C-MEC will contribute to wider departmental and Government
objectives, in particular our ambition to abolish child poverty
by 2020. It will operate within a framework of objectives and
principles, which will be set out in legislation. This will aim
to ensure that C-MEC:
- Is focused on helping parents
meet their financial responsibility to their children, thereby
helping to reduce child poverty and improve the welfare of children;
- Encourages and empowers parents in their role
and, where necessary, requires them to meet their obligations;
and
- Ensures the delivery of a high-quality and efficient
service through its commissioning role.
This paragraph sets out what we hope to achieve through
a framework of objectives and principles for the new body: do
you think these three aims are appropriate?

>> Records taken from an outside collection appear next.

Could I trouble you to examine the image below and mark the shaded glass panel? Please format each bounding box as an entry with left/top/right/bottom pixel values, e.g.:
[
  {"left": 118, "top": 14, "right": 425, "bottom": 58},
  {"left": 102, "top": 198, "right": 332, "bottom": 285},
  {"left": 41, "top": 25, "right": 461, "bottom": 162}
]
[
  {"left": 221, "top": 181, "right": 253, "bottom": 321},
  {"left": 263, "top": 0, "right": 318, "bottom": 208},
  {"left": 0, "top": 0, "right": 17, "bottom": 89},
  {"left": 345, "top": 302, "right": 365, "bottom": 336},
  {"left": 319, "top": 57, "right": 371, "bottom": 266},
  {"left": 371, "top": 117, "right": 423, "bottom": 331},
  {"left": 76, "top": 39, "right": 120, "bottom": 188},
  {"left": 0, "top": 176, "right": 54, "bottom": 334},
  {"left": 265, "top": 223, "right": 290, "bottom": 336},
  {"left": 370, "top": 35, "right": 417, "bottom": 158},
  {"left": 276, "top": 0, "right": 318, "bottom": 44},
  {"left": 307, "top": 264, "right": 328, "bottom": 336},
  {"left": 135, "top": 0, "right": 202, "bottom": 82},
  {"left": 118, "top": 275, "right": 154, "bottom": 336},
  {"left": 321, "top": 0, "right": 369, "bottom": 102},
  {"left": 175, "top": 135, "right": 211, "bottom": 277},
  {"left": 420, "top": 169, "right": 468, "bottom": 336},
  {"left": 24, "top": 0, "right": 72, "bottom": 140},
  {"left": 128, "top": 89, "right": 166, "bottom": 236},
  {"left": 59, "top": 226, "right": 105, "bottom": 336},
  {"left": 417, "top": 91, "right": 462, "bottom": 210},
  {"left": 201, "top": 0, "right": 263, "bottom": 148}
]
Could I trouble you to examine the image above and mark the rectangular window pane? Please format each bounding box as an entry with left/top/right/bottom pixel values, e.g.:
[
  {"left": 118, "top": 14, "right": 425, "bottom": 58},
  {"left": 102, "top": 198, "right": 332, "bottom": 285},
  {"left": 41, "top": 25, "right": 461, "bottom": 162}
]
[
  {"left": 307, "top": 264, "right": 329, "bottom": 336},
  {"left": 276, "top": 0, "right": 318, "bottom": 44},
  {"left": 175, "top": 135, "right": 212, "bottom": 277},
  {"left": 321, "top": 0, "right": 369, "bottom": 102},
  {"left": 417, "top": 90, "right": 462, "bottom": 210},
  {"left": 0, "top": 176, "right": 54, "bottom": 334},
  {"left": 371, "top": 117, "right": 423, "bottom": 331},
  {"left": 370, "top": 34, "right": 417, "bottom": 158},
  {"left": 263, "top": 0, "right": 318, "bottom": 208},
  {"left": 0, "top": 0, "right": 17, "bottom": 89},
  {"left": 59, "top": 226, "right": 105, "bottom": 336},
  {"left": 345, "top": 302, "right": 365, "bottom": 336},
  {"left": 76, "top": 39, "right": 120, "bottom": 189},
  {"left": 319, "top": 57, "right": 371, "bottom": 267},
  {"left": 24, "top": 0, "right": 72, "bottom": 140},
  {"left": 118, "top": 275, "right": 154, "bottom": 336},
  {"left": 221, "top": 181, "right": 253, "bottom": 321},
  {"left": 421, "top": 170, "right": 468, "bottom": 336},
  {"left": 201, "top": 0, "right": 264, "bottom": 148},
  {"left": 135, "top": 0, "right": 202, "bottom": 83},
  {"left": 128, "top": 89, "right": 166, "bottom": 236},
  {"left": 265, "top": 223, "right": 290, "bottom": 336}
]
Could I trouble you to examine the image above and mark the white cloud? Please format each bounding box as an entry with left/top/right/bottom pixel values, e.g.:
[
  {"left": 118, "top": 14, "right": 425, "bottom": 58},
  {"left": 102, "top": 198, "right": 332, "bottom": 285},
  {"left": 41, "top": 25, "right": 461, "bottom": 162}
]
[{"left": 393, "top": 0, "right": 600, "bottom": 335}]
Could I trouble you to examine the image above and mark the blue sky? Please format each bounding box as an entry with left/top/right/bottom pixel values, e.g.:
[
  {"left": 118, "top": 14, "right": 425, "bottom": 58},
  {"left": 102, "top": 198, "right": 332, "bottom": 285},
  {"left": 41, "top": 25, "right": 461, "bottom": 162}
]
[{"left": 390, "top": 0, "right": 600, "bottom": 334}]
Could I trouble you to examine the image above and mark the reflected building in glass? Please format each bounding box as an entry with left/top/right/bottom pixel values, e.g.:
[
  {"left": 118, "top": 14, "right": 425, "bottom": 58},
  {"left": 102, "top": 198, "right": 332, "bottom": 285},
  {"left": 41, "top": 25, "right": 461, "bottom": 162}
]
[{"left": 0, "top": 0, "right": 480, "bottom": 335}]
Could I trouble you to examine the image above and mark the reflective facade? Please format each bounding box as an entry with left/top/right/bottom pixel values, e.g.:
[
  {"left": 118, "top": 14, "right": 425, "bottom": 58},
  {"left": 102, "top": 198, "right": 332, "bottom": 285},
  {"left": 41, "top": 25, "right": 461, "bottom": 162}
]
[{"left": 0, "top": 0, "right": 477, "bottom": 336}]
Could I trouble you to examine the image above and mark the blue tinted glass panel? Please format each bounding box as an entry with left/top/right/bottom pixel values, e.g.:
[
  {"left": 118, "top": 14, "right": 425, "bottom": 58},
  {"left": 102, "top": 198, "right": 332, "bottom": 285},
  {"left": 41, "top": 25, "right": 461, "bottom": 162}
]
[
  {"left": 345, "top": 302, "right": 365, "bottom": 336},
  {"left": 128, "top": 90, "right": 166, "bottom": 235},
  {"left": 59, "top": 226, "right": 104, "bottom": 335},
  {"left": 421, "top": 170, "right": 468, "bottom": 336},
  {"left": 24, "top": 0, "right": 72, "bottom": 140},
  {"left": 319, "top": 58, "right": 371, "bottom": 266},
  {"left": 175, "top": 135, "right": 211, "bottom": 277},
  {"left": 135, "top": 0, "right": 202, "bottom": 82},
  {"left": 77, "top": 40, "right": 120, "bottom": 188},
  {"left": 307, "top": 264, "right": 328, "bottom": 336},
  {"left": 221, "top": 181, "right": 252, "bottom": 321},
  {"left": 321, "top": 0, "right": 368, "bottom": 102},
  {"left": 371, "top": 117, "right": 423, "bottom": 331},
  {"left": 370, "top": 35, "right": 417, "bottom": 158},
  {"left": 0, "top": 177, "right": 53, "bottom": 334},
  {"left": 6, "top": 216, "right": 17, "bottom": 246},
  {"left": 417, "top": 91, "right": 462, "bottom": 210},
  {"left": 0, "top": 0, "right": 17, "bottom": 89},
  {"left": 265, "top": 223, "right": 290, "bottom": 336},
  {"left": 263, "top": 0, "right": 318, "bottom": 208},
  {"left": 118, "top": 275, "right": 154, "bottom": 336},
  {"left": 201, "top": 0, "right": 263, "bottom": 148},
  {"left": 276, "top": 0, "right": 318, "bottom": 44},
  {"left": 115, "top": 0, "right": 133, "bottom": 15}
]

The principles guiding the approach to transition
will be to:
- Ensure that the transition
to the new regime is driven by child poverty considerations -
focusing on support for the poorest families first;
- Meet parents needs by empowering them to make
informed choices and fulfil their responsibilities;
- Minimise disruption for parents through clear
and effective communication and provide a seamless service for
the move to the new regime; and
- Ensure that the approach is practical and achievable
- learning from past experience by reducing the complexity that
stalled the implementation of previous reforms.
Do the principles for moving forward set out in this
paragraph, provide the right approach?
- Question 4: Is our approach
of combining a simpler assessment formula with an exceptions regime
the right one?
- Question 5: Which of the three approaches outlined
in the paragraphs below should be employed to determine child
maintenance liabilities in a case of this kind?

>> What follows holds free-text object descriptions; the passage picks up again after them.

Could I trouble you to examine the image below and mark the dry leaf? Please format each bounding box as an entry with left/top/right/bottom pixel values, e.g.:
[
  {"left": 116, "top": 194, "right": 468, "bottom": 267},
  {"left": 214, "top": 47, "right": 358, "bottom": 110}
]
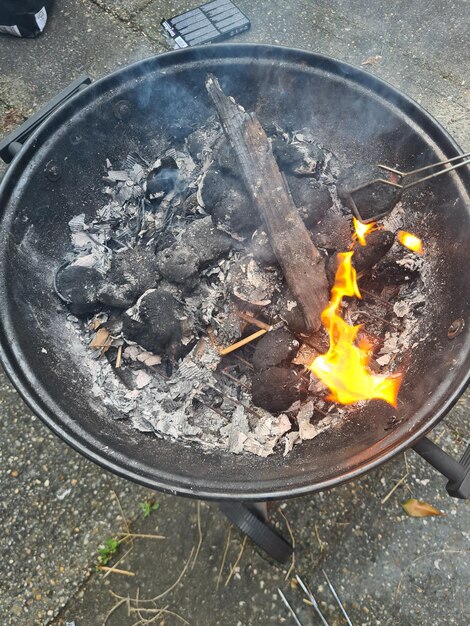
[
  {"left": 90, "top": 327, "right": 111, "bottom": 349},
  {"left": 361, "top": 54, "right": 382, "bottom": 66},
  {"left": 402, "top": 498, "right": 444, "bottom": 517}
]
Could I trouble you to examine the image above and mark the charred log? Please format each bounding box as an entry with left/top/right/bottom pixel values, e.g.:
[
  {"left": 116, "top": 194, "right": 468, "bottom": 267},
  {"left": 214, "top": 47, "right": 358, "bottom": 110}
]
[{"left": 206, "top": 75, "right": 329, "bottom": 333}]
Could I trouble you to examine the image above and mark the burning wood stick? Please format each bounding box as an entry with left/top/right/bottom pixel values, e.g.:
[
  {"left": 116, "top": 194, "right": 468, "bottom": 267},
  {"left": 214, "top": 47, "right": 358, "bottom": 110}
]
[{"left": 206, "top": 75, "right": 329, "bottom": 333}]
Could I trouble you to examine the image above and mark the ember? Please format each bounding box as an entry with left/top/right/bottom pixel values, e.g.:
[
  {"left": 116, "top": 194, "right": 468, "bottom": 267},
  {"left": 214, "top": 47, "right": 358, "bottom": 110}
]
[
  {"left": 54, "top": 76, "right": 430, "bottom": 457},
  {"left": 397, "top": 230, "right": 424, "bottom": 254}
]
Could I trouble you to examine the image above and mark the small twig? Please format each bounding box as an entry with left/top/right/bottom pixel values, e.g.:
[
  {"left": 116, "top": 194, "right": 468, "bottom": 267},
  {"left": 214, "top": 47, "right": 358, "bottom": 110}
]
[
  {"left": 192, "top": 502, "right": 203, "bottom": 570},
  {"left": 130, "top": 604, "right": 169, "bottom": 626},
  {"left": 221, "top": 369, "right": 251, "bottom": 391},
  {"left": 219, "top": 329, "right": 268, "bottom": 356},
  {"left": 314, "top": 524, "right": 324, "bottom": 552},
  {"left": 98, "top": 565, "right": 135, "bottom": 577},
  {"left": 381, "top": 452, "right": 409, "bottom": 504},
  {"left": 278, "top": 509, "right": 296, "bottom": 580},
  {"left": 232, "top": 353, "right": 254, "bottom": 370},
  {"left": 129, "top": 607, "right": 189, "bottom": 625},
  {"left": 225, "top": 535, "right": 247, "bottom": 587},
  {"left": 102, "top": 546, "right": 134, "bottom": 580},
  {"left": 217, "top": 526, "right": 232, "bottom": 589},
  {"left": 103, "top": 597, "right": 127, "bottom": 626},
  {"left": 238, "top": 311, "right": 272, "bottom": 330},
  {"left": 112, "top": 490, "right": 131, "bottom": 535},
  {"left": 118, "top": 532, "right": 165, "bottom": 540},
  {"left": 116, "top": 344, "right": 123, "bottom": 368}
]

The simplest method would be for the assessment to
take no account of children supported under alternative arrangements.
This would make the assessment easier for parents to understand.
But it might impose an unfair burden on a non-resident parent,
who may not be able to pay all the child maintenance. It may be
more appropriate for the new scheme to recognise additional children
for whom the non-resident parent is liable.
This could be achieved in one of two ways. One approach
would be to deduct from the income used to work out their liability
the amount that the non-resident parent is paying in private arrangement
or under a court order. However, the method used by the parents
to arrive at the amount agreed under a private agreement could
be different from that used to assess child maintenance.
The other way could be to count all children supported
by a non-resident-parent, whether under the child maintenance
scheme or under other arrangements, in some form of overall assessment.
The liability calculated for all the children would then be apportioned
either directly, according to the number of children with each
parent with care, or using an alternative formula. For any parent
with care who had applied for child maintenance, this proportion
would represent the amount of child maintenance due to them. For
the remaining parents with care, the amounts would be purely notional
- any amounts agreed by the parents under private arrangements
could continue to apply.
- Question 6: Are there other
approaches to enforcement that we should consider?
- Question 7: Is the shift from a predominantly
court-based enforcement system to an administrative approach the
right way to make enforcement more effective?
- Question 8: Are we right to give more focus to
chasing collectable debt?
- Question 9: Is our approach in seeking write-off
powers in strictly limited circumstances the right one?"